I have the following tables and indexes
CREATE TABLE cddb
(
id integer PRIMARY KEY,
/* artist name */
name text,
/* disk title */
title text,
/* the type of the artist group, person, orchestra*/
type smallint,
/* the creation date */
created integer
);
CREATE INDEX cddb1 on cddb(title);
CREATE INDEX cddb2 on cddb(name);
CREATE TABLE cddbentry
(
id integer PRIMARY KEY,
diskid text,
entry integer REFERENCES cddb
);
CREATE INDEX cddbentry1 on cddbentry (diskid);
CREATE INDEX cddbentry2 on cddbentry (entry);
I am using the following query:
select cddb.* from cddb,cddbentry where cddbentry.diskid = 'toto' and
cddbentry.entry = cddb.id;
On version 7.3.4 it produces this query plan
Nested Loop (cost=0.00..41.25 rows=5 width=78)

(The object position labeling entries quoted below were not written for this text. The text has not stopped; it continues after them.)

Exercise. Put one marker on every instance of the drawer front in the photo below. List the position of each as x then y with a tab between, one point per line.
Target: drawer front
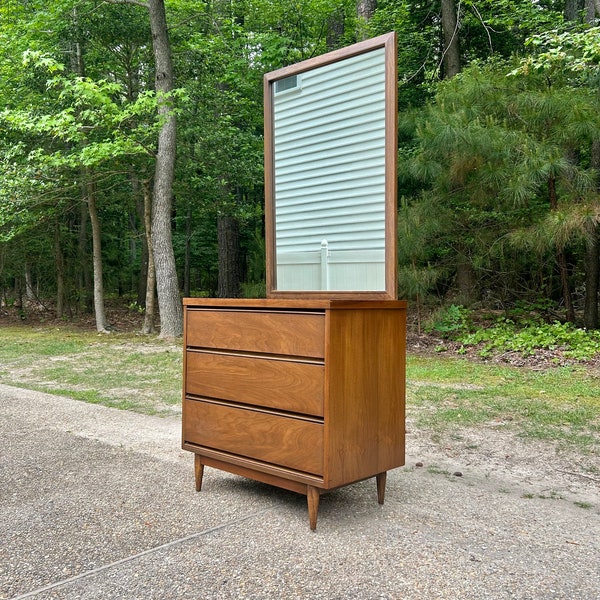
294	334
284	385
279	440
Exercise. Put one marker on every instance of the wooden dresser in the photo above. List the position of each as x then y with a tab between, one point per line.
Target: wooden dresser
307	395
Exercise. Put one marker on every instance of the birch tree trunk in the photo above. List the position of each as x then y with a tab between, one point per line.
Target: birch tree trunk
148	326
451	56
101	324
169	301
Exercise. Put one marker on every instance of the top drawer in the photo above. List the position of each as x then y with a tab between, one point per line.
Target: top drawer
261	331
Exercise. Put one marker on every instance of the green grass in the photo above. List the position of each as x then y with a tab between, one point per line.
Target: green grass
559	405
444	394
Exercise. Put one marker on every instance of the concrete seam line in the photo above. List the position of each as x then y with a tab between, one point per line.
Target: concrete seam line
138	555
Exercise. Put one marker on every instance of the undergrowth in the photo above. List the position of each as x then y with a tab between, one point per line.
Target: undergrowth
525	335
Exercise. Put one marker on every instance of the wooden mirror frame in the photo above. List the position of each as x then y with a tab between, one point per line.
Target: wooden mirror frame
388	43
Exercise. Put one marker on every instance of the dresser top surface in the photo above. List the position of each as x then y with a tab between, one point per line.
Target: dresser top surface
262	303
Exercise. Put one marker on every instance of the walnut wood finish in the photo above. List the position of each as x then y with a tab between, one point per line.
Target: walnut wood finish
259	402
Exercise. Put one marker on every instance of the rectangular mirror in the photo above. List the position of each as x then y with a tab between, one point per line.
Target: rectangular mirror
330	174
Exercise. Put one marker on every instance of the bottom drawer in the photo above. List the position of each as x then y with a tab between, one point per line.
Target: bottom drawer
284	441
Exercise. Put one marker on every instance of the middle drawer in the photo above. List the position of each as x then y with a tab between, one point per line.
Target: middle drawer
284	385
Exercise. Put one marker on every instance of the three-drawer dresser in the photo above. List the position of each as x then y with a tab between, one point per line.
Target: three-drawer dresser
307	395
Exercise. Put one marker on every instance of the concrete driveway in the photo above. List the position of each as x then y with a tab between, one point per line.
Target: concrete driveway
100	503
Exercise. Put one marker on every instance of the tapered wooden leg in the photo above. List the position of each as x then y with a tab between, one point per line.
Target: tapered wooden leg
198	471
312	495
381	479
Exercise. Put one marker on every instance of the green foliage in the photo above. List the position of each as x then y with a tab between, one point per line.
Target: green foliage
451	321
529	337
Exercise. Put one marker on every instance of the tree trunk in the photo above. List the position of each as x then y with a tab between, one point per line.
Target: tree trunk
335	28
29	293
169	301
465	279
561	259
101	325
592	279
148	326
59	262
364	11
86	293
451	55
366	8
228	236
188	252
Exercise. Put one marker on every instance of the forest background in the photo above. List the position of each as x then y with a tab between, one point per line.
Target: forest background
131	150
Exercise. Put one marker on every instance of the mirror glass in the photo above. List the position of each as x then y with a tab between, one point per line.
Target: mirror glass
330	174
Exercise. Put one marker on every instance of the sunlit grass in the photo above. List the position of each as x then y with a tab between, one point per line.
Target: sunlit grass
560	405
120	370
444	394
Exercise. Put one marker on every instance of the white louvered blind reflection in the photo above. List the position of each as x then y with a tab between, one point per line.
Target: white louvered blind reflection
331	121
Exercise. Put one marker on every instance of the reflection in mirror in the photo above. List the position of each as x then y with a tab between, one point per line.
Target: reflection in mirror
329	176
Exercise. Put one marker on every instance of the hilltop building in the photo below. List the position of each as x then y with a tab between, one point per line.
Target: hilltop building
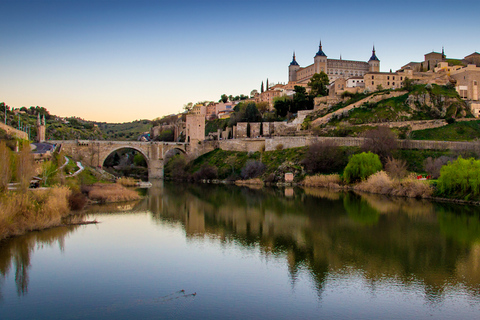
41	125
334	68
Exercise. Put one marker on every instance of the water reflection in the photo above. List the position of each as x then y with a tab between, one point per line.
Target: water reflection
16	253
416	242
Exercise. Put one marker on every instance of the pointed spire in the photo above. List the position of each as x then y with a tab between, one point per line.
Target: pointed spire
374	56
320	51
294	61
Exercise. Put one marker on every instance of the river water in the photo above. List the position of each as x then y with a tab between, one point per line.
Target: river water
225	252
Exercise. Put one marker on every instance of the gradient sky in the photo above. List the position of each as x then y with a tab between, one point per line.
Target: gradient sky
119	61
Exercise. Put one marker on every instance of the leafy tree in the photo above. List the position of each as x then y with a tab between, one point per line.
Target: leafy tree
251	113
407	84
361	166
188	107
263	107
381	141
460	178
324	157
282	106
318	84
301	101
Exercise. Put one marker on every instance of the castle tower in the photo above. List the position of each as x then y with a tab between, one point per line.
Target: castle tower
41	129
374	62
320	60
292	69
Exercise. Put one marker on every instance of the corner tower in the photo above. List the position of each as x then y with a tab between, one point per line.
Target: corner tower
374	62
41	129
320	60
292	69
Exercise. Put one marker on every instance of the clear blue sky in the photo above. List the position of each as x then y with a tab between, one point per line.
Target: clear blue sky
118	61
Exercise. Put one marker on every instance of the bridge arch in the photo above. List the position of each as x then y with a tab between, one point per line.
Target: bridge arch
104	157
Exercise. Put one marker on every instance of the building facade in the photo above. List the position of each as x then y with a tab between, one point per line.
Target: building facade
334	68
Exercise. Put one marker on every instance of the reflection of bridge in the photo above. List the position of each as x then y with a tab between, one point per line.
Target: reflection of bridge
94	153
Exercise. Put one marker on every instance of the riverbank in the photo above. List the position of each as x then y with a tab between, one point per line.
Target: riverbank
32	210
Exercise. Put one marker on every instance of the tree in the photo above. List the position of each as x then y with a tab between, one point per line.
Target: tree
318	84
188	107
5	166
300	100
251	113
24	167
282	106
324	157
263	107
361	166
407	84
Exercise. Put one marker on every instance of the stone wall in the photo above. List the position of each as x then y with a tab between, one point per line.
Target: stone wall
14	132
255	129
242	145
241	131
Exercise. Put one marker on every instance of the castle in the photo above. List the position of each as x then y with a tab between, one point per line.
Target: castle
334	68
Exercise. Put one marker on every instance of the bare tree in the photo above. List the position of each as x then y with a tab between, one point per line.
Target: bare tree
381	141
25	167
5	166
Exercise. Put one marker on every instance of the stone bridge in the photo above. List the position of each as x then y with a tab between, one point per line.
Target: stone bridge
94	153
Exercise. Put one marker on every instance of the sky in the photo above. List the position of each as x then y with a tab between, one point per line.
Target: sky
119	61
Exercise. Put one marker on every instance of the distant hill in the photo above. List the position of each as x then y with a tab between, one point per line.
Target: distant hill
72	128
124	131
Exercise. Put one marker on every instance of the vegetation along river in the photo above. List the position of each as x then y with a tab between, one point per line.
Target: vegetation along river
226	252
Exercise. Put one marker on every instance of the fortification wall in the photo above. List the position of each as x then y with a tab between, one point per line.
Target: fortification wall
278	143
243	145
14	132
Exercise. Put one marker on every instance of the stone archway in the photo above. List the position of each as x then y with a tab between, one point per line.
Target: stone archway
129	165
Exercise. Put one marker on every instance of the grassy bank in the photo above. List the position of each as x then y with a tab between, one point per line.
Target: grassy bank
32	210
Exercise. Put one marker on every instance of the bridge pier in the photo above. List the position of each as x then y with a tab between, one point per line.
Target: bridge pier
155	169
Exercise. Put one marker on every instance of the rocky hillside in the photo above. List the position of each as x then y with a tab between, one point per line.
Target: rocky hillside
423	102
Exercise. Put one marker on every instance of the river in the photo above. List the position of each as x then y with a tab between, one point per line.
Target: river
226	252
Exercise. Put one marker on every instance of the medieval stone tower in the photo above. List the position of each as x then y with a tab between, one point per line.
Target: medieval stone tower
292	69
320	60
41	129
374	62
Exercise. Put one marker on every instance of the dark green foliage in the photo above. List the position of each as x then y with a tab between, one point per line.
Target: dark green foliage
214	125
206	172
282	106
139	160
301	101
361	166
381	141
252	169
324	157
457	131
460	179
318	84
176	168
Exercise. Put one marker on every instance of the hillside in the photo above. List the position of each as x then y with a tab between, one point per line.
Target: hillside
423	102
124	131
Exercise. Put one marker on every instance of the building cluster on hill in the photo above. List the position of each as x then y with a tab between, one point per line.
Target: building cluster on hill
353	77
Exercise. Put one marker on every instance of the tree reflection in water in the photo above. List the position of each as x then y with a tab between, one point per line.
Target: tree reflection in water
16	252
416	242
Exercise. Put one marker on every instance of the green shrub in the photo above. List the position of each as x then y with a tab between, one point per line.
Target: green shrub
460	179
361	166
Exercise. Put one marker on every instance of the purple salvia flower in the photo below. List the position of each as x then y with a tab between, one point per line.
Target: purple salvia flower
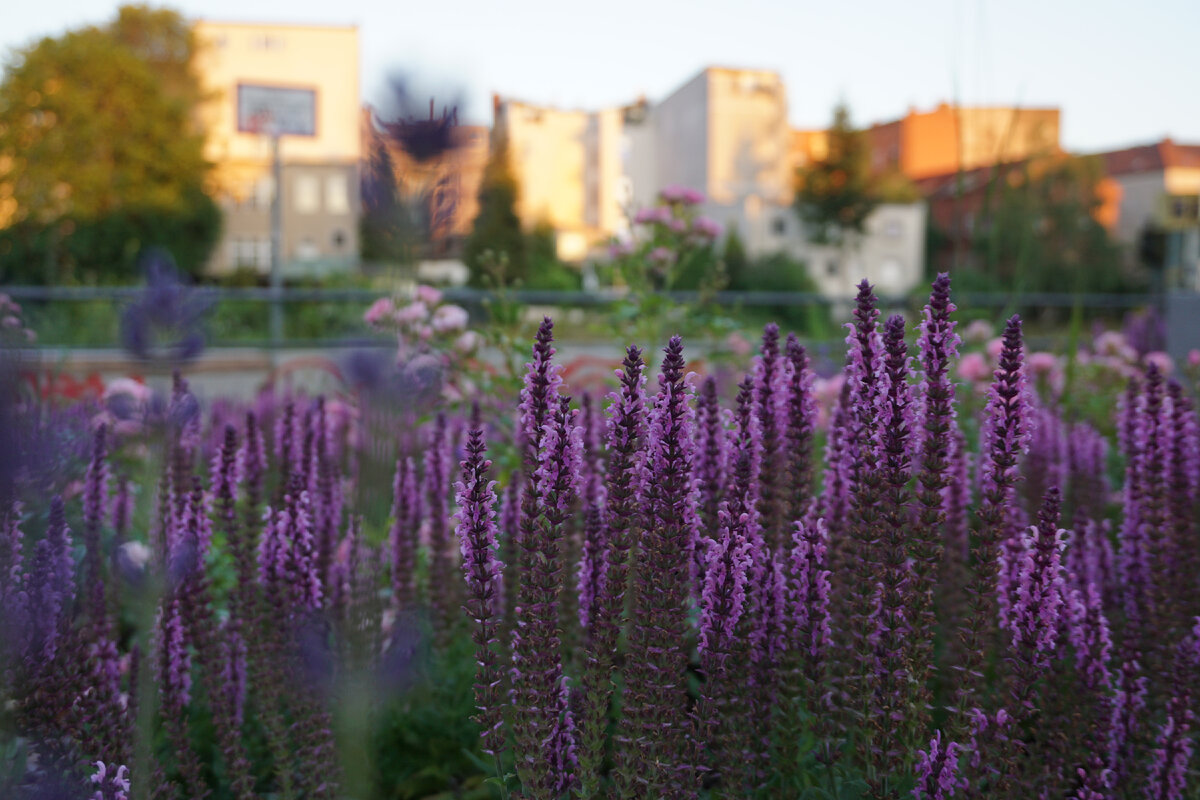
49	588
253	458
1179	555
1128	707
109	782
769	400
839	474
724	597
653	732
1003	438
711	455
403	535
802	416
1087	471
810	597
937	770
624	483
592	557
541	733
477	535
287	441
899	614
95	505
1090	638
175	678
1169	767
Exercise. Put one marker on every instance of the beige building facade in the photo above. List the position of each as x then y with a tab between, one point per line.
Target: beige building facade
309	77
569	169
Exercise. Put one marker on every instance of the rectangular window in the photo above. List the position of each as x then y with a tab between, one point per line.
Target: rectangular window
307	194
337	197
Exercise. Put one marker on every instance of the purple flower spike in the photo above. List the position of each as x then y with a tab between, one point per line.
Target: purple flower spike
477	537
654	733
711	453
622	519
937	769
551	443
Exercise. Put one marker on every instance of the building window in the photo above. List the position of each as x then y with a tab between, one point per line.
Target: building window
307	194
306	251
337	196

-> Index Scan using cddbentry1 on cddbentry (cost=0.00..17.07
rows=5 width=4)
Index Cond: (diskid = 'toto'::text)
-> Index Scan using cddb_pkey on cddb (cost=0.00..4.82 rows=1 width=74)
Index Cond: ("outer".entry = cddb.id)
I have upgraded to version 7.4.0 (compiling the software and migrating
the database using dump/restore)
Now the following plan is produced
Hash Join (cost=17.08..42.15 rows=7 width=74)
Hash Cond: ("outer".id = "inner".entry)
-> Seq Scan on cddb (cost=0.00..20.00 rows=1000 width=74)
-> Hash (cost=17.07..17.07 rows=6 width=4)
-> Index Scan using cddbentry1 on cddbentry (cost=0.00..17.07
rows=6 width=4)
Index Cond: (diskid = 'toto'::text)
which result in a VERY much slower query as the cddb table has more than
1 million entry.... and there is at most one entry in cddbentry
which matches the diskid !
The workaround is to disable the hash join capability using set
enable_hashjoin to false; resulting in the same query plan as in 7.3.x.
I think this can classified as a regression bug.
N.B: The cost value may be wrong, because to be able to send you this
email, they have been produced on empty tables; but
I can guarantee you they are the same on the full loaded database.
Hope this help to improve this great product
Bernard SNYERS